The US dollar experienced sharp retracements on Tuesday, falling more than 1 percent against majors ranging from the Canadian dollar to the British pound. Meanwhile, the Japanese yen ended on a mixed note as many of the yen crosses consolidated below their recent highs, which is exactly what we’ve seen in the equity markets. Indeed, the DJIA was unable to break above resistance at 8800 and closed down 1.4 points at 8763.06 while the S&P 500 tested yesterday’s high of 946, but backed off and closed up 3.3 points at 842.43. Looking to the economic data of the day, the US Commerce Department said that wholesale inventories tumbled for the eighth consecutive month in April at a rate of -1.4 percent as businesses anticipate further declines in demand.
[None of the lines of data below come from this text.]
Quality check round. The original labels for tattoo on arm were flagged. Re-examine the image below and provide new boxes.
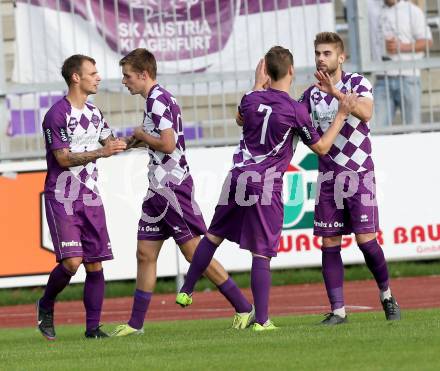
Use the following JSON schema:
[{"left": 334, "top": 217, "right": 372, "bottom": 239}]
[{"left": 53, "top": 148, "right": 103, "bottom": 167}]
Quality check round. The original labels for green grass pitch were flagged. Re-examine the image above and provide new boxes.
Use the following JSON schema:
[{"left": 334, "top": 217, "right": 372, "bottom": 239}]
[{"left": 0, "top": 309, "right": 440, "bottom": 371}]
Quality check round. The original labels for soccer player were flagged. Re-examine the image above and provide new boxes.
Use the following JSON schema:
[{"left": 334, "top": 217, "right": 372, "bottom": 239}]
[
  {"left": 300, "top": 32, "right": 400, "bottom": 325},
  {"left": 112, "top": 48, "right": 255, "bottom": 336},
  {"left": 37, "top": 55, "right": 126, "bottom": 340},
  {"left": 176, "top": 46, "right": 354, "bottom": 331}
]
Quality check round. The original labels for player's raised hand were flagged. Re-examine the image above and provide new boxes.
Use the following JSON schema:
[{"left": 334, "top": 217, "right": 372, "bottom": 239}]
[
  {"left": 338, "top": 93, "right": 358, "bottom": 116},
  {"left": 253, "top": 58, "right": 270, "bottom": 90},
  {"left": 133, "top": 126, "right": 145, "bottom": 140},
  {"left": 102, "top": 138, "right": 127, "bottom": 157},
  {"left": 315, "top": 71, "right": 337, "bottom": 96}
]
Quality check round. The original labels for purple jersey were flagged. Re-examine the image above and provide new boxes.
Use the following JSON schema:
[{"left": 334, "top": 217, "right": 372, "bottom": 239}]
[
  {"left": 143, "top": 85, "right": 189, "bottom": 188},
  {"left": 43, "top": 97, "right": 111, "bottom": 199},
  {"left": 232, "top": 88, "right": 320, "bottom": 190},
  {"left": 299, "top": 72, "right": 374, "bottom": 172}
]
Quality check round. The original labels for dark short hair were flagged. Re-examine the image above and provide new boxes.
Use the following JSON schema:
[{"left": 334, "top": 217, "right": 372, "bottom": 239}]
[
  {"left": 119, "top": 48, "right": 157, "bottom": 80},
  {"left": 264, "top": 46, "right": 293, "bottom": 81},
  {"left": 61, "top": 54, "right": 96, "bottom": 86},
  {"left": 315, "top": 32, "right": 344, "bottom": 53}
]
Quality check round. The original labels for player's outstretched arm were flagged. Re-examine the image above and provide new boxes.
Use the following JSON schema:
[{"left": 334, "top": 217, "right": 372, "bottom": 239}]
[
  {"left": 53, "top": 139, "right": 127, "bottom": 167},
  {"left": 134, "top": 127, "right": 176, "bottom": 154},
  {"left": 309, "top": 93, "right": 358, "bottom": 156},
  {"left": 315, "top": 71, "right": 373, "bottom": 122}
]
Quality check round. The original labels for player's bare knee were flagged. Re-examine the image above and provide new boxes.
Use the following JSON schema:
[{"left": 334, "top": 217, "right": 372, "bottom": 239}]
[
  {"left": 322, "top": 236, "right": 342, "bottom": 248},
  {"left": 205, "top": 233, "right": 223, "bottom": 246},
  {"left": 355, "top": 233, "right": 376, "bottom": 245},
  {"left": 62, "top": 257, "right": 82, "bottom": 274},
  {"left": 183, "top": 252, "right": 194, "bottom": 263}
]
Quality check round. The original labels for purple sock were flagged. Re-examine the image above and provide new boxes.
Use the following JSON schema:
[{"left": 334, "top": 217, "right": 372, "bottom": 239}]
[
  {"left": 180, "top": 237, "right": 217, "bottom": 295},
  {"left": 217, "top": 277, "right": 252, "bottom": 313},
  {"left": 39, "top": 263, "right": 74, "bottom": 310},
  {"left": 83, "top": 269, "right": 105, "bottom": 330},
  {"left": 128, "top": 289, "right": 153, "bottom": 330},
  {"left": 321, "top": 246, "right": 344, "bottom": 310},
  {"left": 251, "top": 256, "right": 271, "bottom": 325},
  {"left": 359, "top": 239, "right": 389, "bottom": 291}
]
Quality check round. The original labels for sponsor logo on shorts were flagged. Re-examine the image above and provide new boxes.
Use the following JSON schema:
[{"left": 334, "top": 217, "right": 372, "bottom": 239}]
[
  {"left": 301, "top": 126, "right": 312, "bottom": 140},
  {"left": 313, "top": 220, "right": 344, "bottom": 228},
  {"left": 138, "top": 225, "right": 160, "bottom": 232},
  {"left": 61, "top": 240, "right": 82, "bottom": 247}
]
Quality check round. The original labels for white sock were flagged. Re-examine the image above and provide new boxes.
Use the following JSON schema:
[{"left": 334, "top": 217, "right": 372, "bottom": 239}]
[
  {"left": 380, "top": 287, "right": 391, "bottom": 301},
  {"left": 333, "top": 307, "right": 345, "bottom": 318}
]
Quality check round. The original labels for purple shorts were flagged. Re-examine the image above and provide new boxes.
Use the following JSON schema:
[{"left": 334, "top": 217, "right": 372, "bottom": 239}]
[
  {"left": 138, "top": 177, "right": 206, "bottom": 245},
  {"left": 208, "top": 179, "right": 284, "bottom": 257},
  {"left": 313, "top": 172, "right": 379, "bottom": 237},
  {"left": 45, "top": 199, "right": 113, "bottom": 263}
]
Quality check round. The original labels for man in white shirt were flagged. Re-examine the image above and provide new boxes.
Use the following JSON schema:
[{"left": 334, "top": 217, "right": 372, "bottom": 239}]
[{"left": 369, "top": 0, "right": 432, "bottom": 127}]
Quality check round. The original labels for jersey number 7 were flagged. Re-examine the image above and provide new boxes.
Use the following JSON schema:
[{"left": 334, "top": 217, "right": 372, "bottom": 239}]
[{"left": 258, "top": 104, "right": 272, "bottom": 144}]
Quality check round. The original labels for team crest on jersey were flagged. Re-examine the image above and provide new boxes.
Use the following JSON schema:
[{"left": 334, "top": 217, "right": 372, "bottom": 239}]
[
  {"left": 60, "top": 128, "right": 69, "bottom": 142},
  {"left": 90, "top": 114, "right": 101, "bottom": 128},
  {"left": 312, "top": 91, "right": 322, "bottom": 104},
  {"left": 67, "top": 117, "right": 78, "bottom": 133}
]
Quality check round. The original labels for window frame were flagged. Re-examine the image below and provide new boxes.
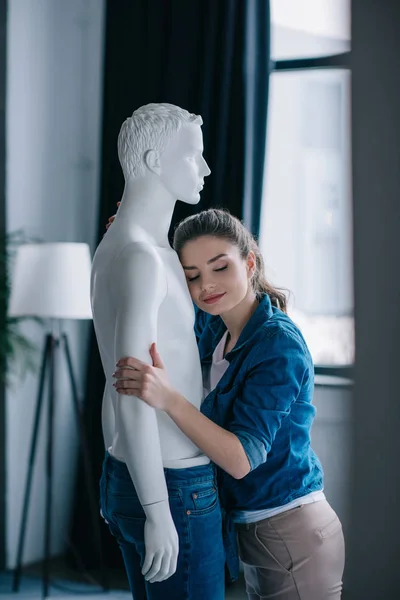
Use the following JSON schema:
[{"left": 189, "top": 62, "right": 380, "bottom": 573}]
[{"left": 270, "top": 50, "right": 354, "bottom": 380}]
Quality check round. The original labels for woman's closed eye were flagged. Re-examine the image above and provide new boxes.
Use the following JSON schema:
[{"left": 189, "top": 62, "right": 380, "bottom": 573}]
[{"left": 187, "top": 265, "right": 228, "bottom": 282}]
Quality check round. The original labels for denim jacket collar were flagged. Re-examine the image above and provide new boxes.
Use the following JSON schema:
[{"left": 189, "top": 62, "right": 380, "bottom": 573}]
[{"left": 202, "top": 294, "right": 273, "bottom": 362}]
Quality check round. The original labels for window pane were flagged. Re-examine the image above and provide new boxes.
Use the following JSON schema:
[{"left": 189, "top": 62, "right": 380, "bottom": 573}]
[
  {"left": 271, "top": 0, "right": 350, "bottom": 60},
  {"left": 260, "top": 69, "right": 354, "bottom": 364}
]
In fact, sales fell a slight 0.4 percent during the same period, and the reduction in supplies helped bring the inventory/sales ratio down to 1.31 from 1.32. That said, this report is quite lagging, and as a result, wasn’t very market-moving.
Instead, news that ten US banks, including Goldman, Morgan Stanley, JPMorgan, American Express, Northern Trust, BB&T, State Street, US Bancorp, Capital One Financial and Bank of New York Mellon, would repay TARP funds totaling $68 billion helped to lift risk appetite. Treasury Secretary Timothy Geithner noted that repayment was an “encouraging sign of financial repair,” and the rise in equities suggested that traders believed the same.
On Wednesday, the Federal Reserve’s Beige Book report will be released and is likely to reflect much of the same thing we’ve seen in recent months: weak consumption, slow manufacturing conditions, a depressed housing market, deteriorating labor markets, and downward price pressures. That said, any hints of optimism or “green shoots” could offer a boost to investor sentiment, while a repeat of past reports should impact FX trade too much.